Can skills from different projects share context?
Yes, if they point to the same context files. The simplest approach is a shared /context folder at a level above your individual skill projects. Each skill’s prompt references the shared brand context by relative path. This means updates to brand context automatically propagate to every skill that reads it.
What’s the best way to handle skill failures?

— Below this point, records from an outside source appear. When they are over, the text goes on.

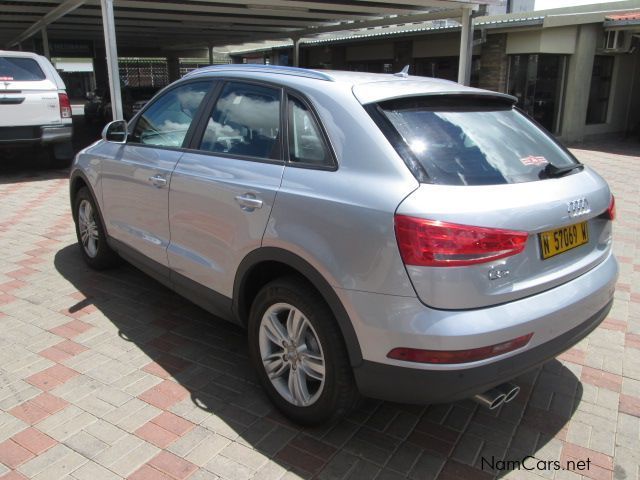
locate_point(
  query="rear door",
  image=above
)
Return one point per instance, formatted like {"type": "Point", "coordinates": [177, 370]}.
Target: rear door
{"type": "Point", "coordinates": [135, 181]}
{"type": "Point", "coordinates": [28, 96]}
{"type": "Point", "coordinates": [491, 178]}
{"type": "Point", "coordinates": [222, 191]}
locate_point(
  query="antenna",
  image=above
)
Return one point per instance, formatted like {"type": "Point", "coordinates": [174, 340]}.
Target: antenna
{"type": "Point", "coordinates": [404, 73]}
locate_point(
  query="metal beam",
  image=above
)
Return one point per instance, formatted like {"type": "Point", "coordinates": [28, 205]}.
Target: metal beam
{"type": "Point", "coordinates": [112, 58]}
{"type": "Point", "coordinates": [466, 47]}
{"type": "Point", "coordinates": [45, 43]}
{"type": "Point", "coordinates": [398, 20]}
{"type": "Point", "coordinates": [60, 11]}
{"type": "Point", "coordinates": [296, 51]}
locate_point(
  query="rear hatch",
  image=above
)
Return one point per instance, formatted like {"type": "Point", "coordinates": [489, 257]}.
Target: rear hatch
{"type": "Point", "coordinates": [27, 96]}
{"type": "Point", "coordinates": [502, 212]}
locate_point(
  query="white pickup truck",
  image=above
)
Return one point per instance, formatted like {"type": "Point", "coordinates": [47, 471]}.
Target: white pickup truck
{"type": "Point", "coordinates": [34, 106]}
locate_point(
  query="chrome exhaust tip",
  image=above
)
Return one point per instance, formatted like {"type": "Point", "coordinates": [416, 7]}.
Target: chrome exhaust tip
{"type": "Point", "coordinates": [510, 391]}
{"type": "Point", "coordinates": [503, 393]}
{"type": "Point", "coordinates": [491, 399]}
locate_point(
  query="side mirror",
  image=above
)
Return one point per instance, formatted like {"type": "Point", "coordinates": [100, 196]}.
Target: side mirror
{"type": "Point", "coordinates": [115, 132]}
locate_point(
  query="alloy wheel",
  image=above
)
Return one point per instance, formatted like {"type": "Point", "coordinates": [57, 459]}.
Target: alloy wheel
{"type": "Point", "coordinates": [291, 354]}
{"type": "Point", "coordinates": [88, 228]}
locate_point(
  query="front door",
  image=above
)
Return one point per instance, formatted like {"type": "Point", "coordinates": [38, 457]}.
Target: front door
{"type": "Point", "coordinates": [135, 183]}
{"type": "Point", "coordinates": [221, 196]}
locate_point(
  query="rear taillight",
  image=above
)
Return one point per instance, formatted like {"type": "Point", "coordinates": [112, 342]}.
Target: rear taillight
{"type": "Point", "coordinates": [458, 356]}
{"type": "Point", "coordinates": [65, 105]}
{"type": "Point", "coordinates": [611, 211]}
{"type": "Point", "coordinates": [433, 243]}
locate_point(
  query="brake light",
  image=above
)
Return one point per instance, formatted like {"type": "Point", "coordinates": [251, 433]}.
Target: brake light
{"type": "Point", "coordinates": [458, 356]}
{"type": "Point", "coordinates": [65, 105]}
{"type": "Point", "coordinates": [611, 211]}
{"type": "Point", "coordinates": [440, 244]}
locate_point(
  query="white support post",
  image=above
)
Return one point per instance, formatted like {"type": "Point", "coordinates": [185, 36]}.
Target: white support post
{"type": "Point", "coordinates": [45, 43]}
{"type": "Point", "coordinates": [296, 51]}
{"type": "Point", "coordinates": [111, 49]}
{"type": "Point", "coordinates": [466, 47]}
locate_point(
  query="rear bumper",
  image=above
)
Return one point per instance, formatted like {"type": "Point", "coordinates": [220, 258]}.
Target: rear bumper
{"type": "Point", "coordinates": [410, 385]}
{"type": "Point", "coordinates": [558, 318]}
{"type": "Point", "coordinates": [39, 134]}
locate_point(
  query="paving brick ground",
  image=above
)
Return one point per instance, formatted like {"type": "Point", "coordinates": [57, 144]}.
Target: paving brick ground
{"type": "Point", "coordinates": [110, 375]}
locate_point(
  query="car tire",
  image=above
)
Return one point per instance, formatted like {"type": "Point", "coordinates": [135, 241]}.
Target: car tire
{"type": "Point", "coordinates": [90, 232]}
{"type": "Point", "coordinates": [311, 379]}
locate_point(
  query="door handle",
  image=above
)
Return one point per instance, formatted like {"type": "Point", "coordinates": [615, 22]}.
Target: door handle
{"type": "Point", "coordinates": [249, 202]}
{"type": "Point", "coordinates": [158, 181]}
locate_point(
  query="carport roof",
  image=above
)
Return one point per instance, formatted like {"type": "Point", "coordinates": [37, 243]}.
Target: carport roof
{"type": "Point", "coordinates": [173, 24]}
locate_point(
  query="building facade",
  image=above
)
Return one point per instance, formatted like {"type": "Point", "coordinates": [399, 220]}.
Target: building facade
{"type": "Point", "coordinates": [575, 70]}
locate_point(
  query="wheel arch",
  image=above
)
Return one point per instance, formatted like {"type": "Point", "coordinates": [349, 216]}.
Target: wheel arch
{"type": "Point", "coordinates": [267, 263]}
{"type": "Point", "coordinates": [76, 182]}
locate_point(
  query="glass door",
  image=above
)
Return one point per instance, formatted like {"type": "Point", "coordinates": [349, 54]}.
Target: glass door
{"type": "Point", "coordinates": [537, 80]}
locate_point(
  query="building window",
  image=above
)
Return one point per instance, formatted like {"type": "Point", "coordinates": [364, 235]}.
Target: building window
{"type": "Point", "coordinates": [600, 89]}
{"type": "Point", "coordinates": [537, 80]}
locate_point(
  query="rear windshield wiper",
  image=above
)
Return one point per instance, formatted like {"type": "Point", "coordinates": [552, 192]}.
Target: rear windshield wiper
{"type": "Point", "coordinates": [551, 171]}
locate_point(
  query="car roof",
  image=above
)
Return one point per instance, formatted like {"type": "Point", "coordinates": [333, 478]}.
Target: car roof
{"type": "Point", "coordinates": [367, 87]}
{"type": "Point", "coordinates": [17, 53]}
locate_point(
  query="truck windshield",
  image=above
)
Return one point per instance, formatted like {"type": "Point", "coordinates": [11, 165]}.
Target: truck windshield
{"type": "Point", "coordinates": [20, 69]}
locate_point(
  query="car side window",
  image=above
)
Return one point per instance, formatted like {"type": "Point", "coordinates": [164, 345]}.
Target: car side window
{"type": "Point", "coordinates": [166, 122]}
{"type": "Point", "coordinates": [245, 121]}
{"type": "Point", "coordinates": [306, 145]}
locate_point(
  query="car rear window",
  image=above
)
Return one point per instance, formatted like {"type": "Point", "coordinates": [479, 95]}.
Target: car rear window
{"type": "Point", "coordinates": [461, 141]}
{"type": "Point", "coordinates": [20, 69]}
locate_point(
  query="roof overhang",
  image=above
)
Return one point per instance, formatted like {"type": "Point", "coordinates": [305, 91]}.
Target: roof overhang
{"type": "Point", "coordinates": [169, 24]}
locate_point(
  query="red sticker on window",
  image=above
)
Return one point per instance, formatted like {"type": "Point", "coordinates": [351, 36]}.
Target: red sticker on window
{"type": "Point", "coordinates": [532, 160]}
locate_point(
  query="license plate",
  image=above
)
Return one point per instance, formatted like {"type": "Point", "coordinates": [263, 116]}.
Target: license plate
{"type": "Point", "coordinates": [560, 240]}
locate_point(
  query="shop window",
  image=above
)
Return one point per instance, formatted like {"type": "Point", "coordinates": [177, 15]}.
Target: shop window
{"type": "Point", "coordinates": [537, 80]}
{"type": "Point", "coordinates": [600, 89]}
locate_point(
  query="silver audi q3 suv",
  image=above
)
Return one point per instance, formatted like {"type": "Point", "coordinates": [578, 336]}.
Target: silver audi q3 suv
{"type": "Point", "coordinates": [399, 237]}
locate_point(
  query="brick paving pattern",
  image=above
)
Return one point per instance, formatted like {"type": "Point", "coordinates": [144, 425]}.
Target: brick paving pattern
{"type": "Point", "coordinates": [110, 375]}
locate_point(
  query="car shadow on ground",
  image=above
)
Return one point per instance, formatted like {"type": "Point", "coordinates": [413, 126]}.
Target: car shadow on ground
{"type": "Point", "coordinates": [209, 358]}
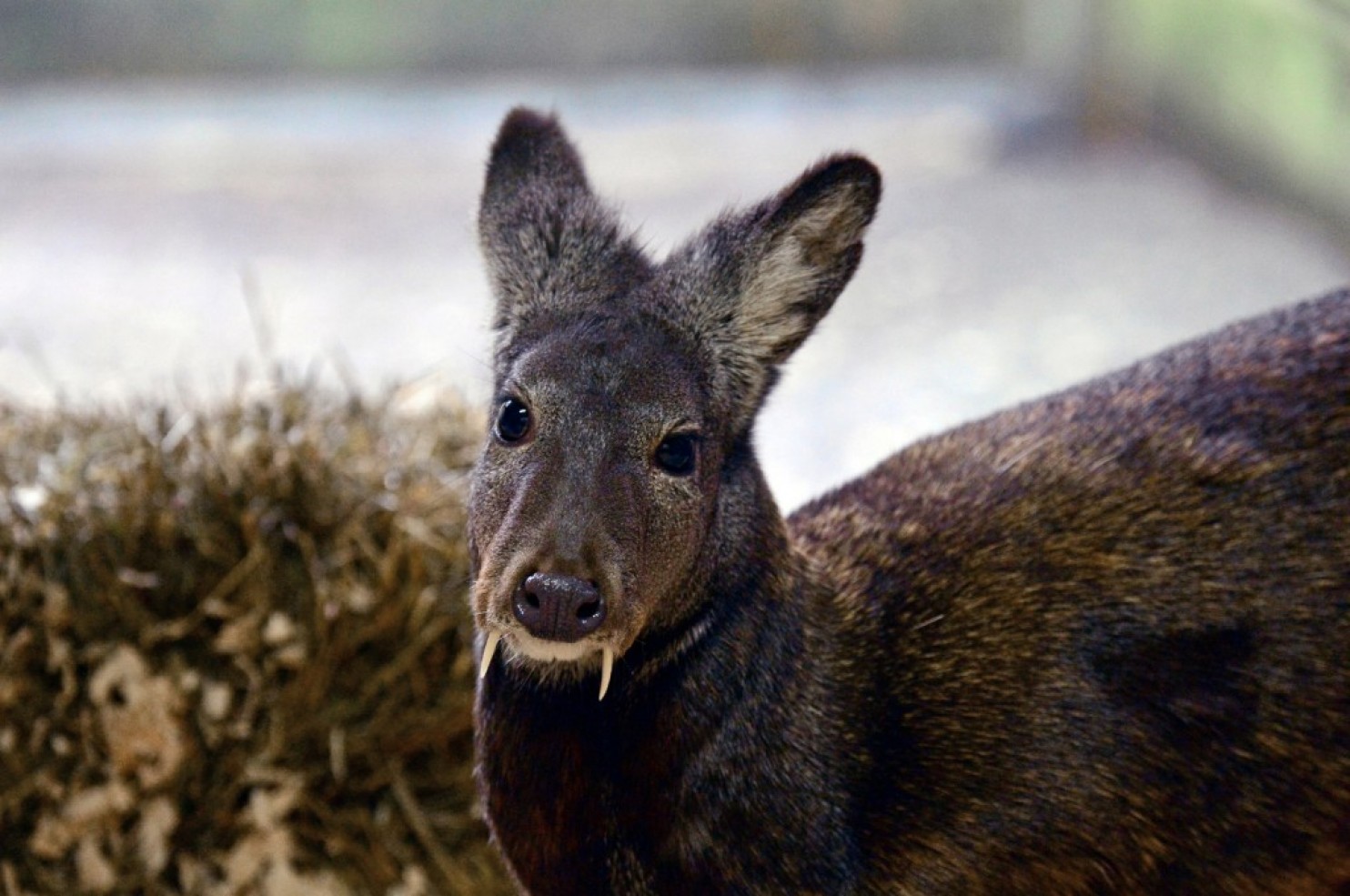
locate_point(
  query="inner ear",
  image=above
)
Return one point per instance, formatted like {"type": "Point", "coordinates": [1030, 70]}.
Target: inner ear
{"type": "Point", "coordinates": [811, 245]}
{"type": "Point", "coordinates": [828, 208]}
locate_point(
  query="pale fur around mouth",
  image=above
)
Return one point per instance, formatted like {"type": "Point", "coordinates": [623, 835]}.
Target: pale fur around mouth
{"type": "Point", "coordinates": [529, 647]}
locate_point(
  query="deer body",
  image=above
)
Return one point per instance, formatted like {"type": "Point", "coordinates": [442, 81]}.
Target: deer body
{"type": "Point", "coordinates": [1095, 644]}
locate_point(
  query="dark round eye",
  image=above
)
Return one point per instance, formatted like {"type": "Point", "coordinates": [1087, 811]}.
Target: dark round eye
{"type": "Point", "coordinates": [677, 454]}
{"type": "Point", "coordinates": [512, 420]}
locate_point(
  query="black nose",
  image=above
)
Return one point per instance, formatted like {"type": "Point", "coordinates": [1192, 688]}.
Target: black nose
{"type": "Point", "coordinates": [558, 608]}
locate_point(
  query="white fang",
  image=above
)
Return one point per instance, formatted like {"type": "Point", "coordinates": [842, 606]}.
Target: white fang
{"type": "Point", "coordinates": [489, 649]}
{"type": "Point", "coordinates": [605, 669]}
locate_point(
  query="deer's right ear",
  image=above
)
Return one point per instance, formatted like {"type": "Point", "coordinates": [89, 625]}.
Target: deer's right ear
{"type": "Point", "coordinates": [547, 240]}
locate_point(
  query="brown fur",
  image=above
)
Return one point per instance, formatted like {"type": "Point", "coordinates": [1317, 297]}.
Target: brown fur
{"type": "Point", "coordinates": [1095, 644]}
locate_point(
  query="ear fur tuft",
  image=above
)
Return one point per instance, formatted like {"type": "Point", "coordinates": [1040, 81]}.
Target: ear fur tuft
{"type": "Point", "coordinates": [755, 285]}
{"type": "Point", "coordinates": [532, 147]}
{"type": "Point", "coordinates": [549, 245]}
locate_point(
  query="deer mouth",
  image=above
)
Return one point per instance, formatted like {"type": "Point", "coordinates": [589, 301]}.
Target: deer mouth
{"type": "Point", "coordinates": [543, 650]}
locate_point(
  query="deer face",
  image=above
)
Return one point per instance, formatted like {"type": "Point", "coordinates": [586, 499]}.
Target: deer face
{"type": "Point", "coordinates": [593, 493]}
{"type": "Point", "coordinates": [621, 388]}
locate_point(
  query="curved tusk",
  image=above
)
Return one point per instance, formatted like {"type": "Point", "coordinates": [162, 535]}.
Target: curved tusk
{"type": "Point", "coordinates": [607, 669]}
{"type": "Point", "coordinates": [489, 649]}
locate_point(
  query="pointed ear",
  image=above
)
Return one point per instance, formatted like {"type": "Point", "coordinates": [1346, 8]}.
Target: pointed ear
{"type": "Point", "coordinates": [547, 240]}
{"type": "Point", "coordinates": [532, 154]}
{"type": "Point", "coordinates": [766, 278]}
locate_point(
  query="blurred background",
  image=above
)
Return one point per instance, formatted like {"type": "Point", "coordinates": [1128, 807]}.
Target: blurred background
{"type": "Point", "coordinates": [195, 190]}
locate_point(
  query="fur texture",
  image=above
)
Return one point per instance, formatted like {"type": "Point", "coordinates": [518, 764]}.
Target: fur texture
{"type": "Point", "coordinates": [1095, 644]}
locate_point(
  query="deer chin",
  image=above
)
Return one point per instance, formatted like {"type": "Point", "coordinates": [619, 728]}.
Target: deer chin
{"type": "Point", "coordinates": [578, 656]}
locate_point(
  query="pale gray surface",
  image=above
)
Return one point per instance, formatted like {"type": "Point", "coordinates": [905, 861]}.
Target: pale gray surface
{"type": "Point", "coordinates": [1007, 258]}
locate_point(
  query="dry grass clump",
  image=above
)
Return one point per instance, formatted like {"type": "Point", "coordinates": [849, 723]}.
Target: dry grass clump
{"type": "Point", "coordinates": [234, 650]}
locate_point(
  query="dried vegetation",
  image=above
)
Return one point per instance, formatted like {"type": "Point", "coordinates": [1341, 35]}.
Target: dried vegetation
{"type": "Point", "coordinates": [234, 650]}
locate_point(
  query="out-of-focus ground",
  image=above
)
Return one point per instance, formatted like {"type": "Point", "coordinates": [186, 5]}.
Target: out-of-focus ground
{"type": "Point", "coordinates": [156, 240]}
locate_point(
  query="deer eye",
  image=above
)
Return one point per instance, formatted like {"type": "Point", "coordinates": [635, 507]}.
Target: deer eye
{"type": "Point", "coordinates": [512, 421]}
{"type": "Point", "coordinates": [678, 454]}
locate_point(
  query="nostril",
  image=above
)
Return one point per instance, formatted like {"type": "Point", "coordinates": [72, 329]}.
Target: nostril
{"type": "Point", "coordinates": [558, 608]}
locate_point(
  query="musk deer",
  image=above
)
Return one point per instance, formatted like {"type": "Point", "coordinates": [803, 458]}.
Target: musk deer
{"type": "Point", "coordinates": [1095, 644]}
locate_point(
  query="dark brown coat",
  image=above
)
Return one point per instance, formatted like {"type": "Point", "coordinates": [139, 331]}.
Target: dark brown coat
{"type": "Point", "coordinates": [1095, 644]}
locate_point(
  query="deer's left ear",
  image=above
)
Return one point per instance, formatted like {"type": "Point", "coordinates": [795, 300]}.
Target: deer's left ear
{"type": "Point", "coordinates": [767, 277]}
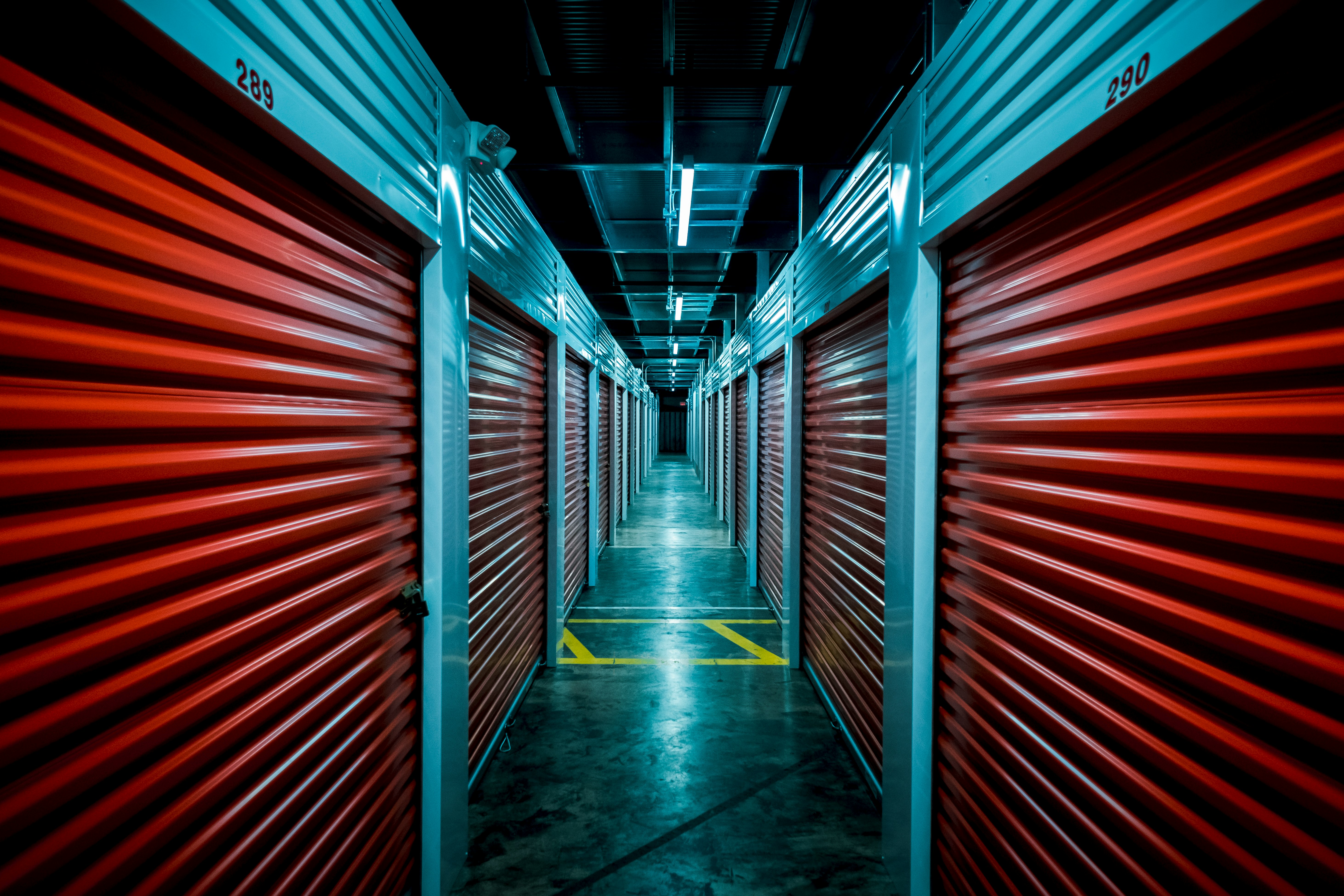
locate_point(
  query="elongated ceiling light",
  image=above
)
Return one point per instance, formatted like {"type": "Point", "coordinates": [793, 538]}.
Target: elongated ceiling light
{"type": "Point", "coordinates": [683, 224]}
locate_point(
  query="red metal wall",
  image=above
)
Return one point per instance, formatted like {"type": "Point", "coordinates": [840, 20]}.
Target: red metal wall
{"type": "Point", "coordinates": [210, 495]}
{"type": "Point", "coordinates": [507, 528]}
{"type": "Point", "coordinates": [576, 477]}
{"type": "Point", "coordinates": [741, 514]}
{"type": "Point", "coordinates": [771, 482]}
{"type": "Point", "coordinates": [604, 461]}
{"type": "Point", "coordinates": [1140, 608]}
{"type": "Point", "coordinates": [845, 482]}
{"type": "Point", "coordinates": [619, 459]}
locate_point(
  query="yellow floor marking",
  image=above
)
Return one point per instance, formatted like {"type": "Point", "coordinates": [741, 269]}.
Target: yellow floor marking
{"type": "Point", "coordinates": [763, 657]}
{"type": "Point", "coordinates": [581, 653]}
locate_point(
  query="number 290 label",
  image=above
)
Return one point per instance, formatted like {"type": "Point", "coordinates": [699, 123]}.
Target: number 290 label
{"type": "Point", "coordinates": [252, 84]}
{"type": "Point", "coordinates": [1123, 84]}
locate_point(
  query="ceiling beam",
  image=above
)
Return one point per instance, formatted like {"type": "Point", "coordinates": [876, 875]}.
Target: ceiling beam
{"type": "Point", "coordinates": [654, 166]}
{"type": "Point", "coordinates": [791, 54]}
{"type": "Point", "coordinates": [701, 78]}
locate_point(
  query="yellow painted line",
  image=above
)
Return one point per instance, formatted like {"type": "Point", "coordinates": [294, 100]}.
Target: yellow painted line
{"type": "Point", "coordinates": [584, 657]}
{"type": "Point", "coordinates": [736, 622]}
{"type": "Point", "coordinates": [581, 653]}
{"type": "Point", "coordinates": [763, 656]}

Write errors to a dedicated errors.log file in each skill’s output directory. Have your heartbeat skill check this file and flag anything that’s been unresolved for more than 24 hours. For critical skills, add a retry instruction at the end of the prompt: “If output does not meet the eval criteria after two revisions, write a failure note to errors.log with the specific issue.” This gives you visibility without requiring you to monitor constantly.
Key Takeaways
- An agentic OS in Claude Code requires four layers: persistent memory, modular skills, a self-improvement loop, and scheduled execution.
- Shared brand context and context folders serve different purposes — one is evergreen, the other is operational. Both are essential.
- Skills should be narrow, testable, and chainable. Start with three and add more as gaps appear.
- The learnings loop and eval.json pattern turn a one-time prompt into a system that improves with every run.
- Scheduled tasks and the heartbeat pattern are what make the difference between an on-demand tool and a system that runs your business logic continuously.
- If you want to surface agent outputs as a real web application, Remy handles the full-stack layer without requiring you to build and maintain it manually.